Везде шли митинги в честь возвращающихся героев Коммуны. После Женевы, где только и веселья было что яростные схватки с украинским националистом Драгомановым на сходках русской и польской эмиграции, Жорж впервые почувствовал, что действительно находится в свободной стране. Политические страсти бушевали здесь почти в общегосударственном масштабе, а в сонной Швейцарии политикой, кроме эмигрантов, никто и не интересовался.

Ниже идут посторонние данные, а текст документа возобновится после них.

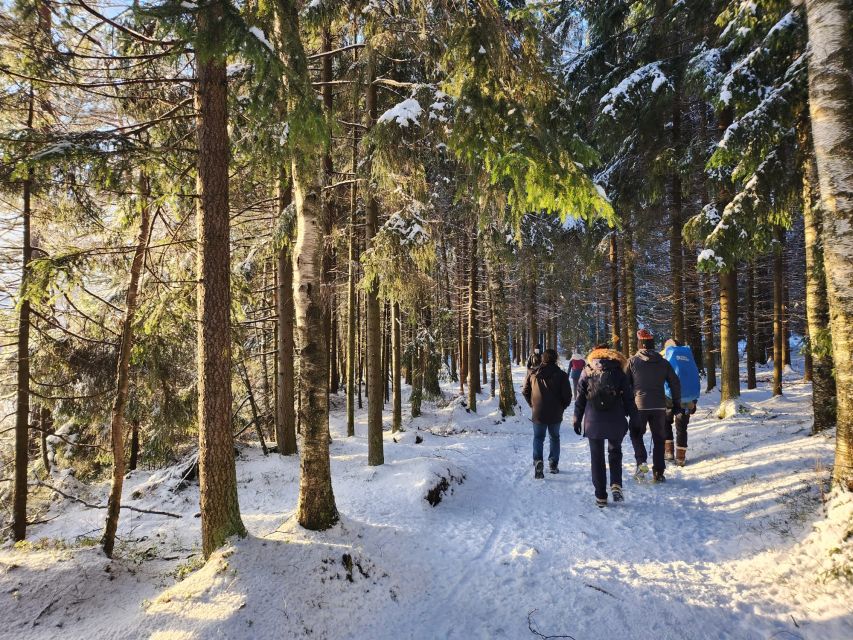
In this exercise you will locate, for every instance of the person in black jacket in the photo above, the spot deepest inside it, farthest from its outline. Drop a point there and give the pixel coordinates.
(548, 392)
(648, 372)
(605, 399)
(535, 358)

Седые, покрытые шрамами и колониальным загаром коммунары поднимались на сколоченные наспех деревянные трибуны, бросали в толпу пламенные лозунги Коммуны. Слушатели отвечали восторженными криками, взлетали над головами цветы и шапки.

Первое время Жорж почти непрерывно с утра до ночи проводил на улицах. Он был поражен и просто ошеломлен накалом общественных страстей, бурливших на площадях и бульварах. Париж, словно очнувшись от десятилетнего сна, торопился высказать свое отношение к событиям семьдесят первого года.

Особенно были оживленными одиннадцатый и двадцатый округа, где проходили последние баррикадные бои версальцев с коммунарами. Здесь на всех перекрестках толпился народ, вспыхивали митинги, выступали самодеятельные ораторы, делились воспоминаниями очевидцы (иногда среди них были даже те, кто сражался на стороне версальцев, — это было вполне во французском духе). Десятки людей охотно показывали места, где был убит Делеклюз, ранен Верморель, расстрелян Варлен — «а здесь арестовали прокурора Коммуны Рауля Риго, а вот здесь стояли пушки генерала Коммуны Валерия Врублевского, а вон там была баррикада Теофиля Ферре, он стрелял до последнего патрона, я сам видел, как его уводили жандармы». (Некоторые пылкие энтузиасты пытались даже построить — очевидно для большей наглядности — несколько баррикад и заново показать бои коммунаров с версальцами, но невозмутимые ажаны, зорко наблюдавшие за наиболее возбужденными очевидцами, хладнокровно пресекали эти темпераментные попытки.)

Во всех кафе вокруг площади Пер-Лашез только и разговоров было что о Коммуне.

— Коммуна спасла честь Франции! Этот рыжебородый ублюдок, этот ничтожный Наполеон III, так же похожий на императора, как индюк на орла, сдался в плен под Седаном со стотысячной армией. Он заплевал наше национальное знамя! И только Коммуна подняла его из грязи!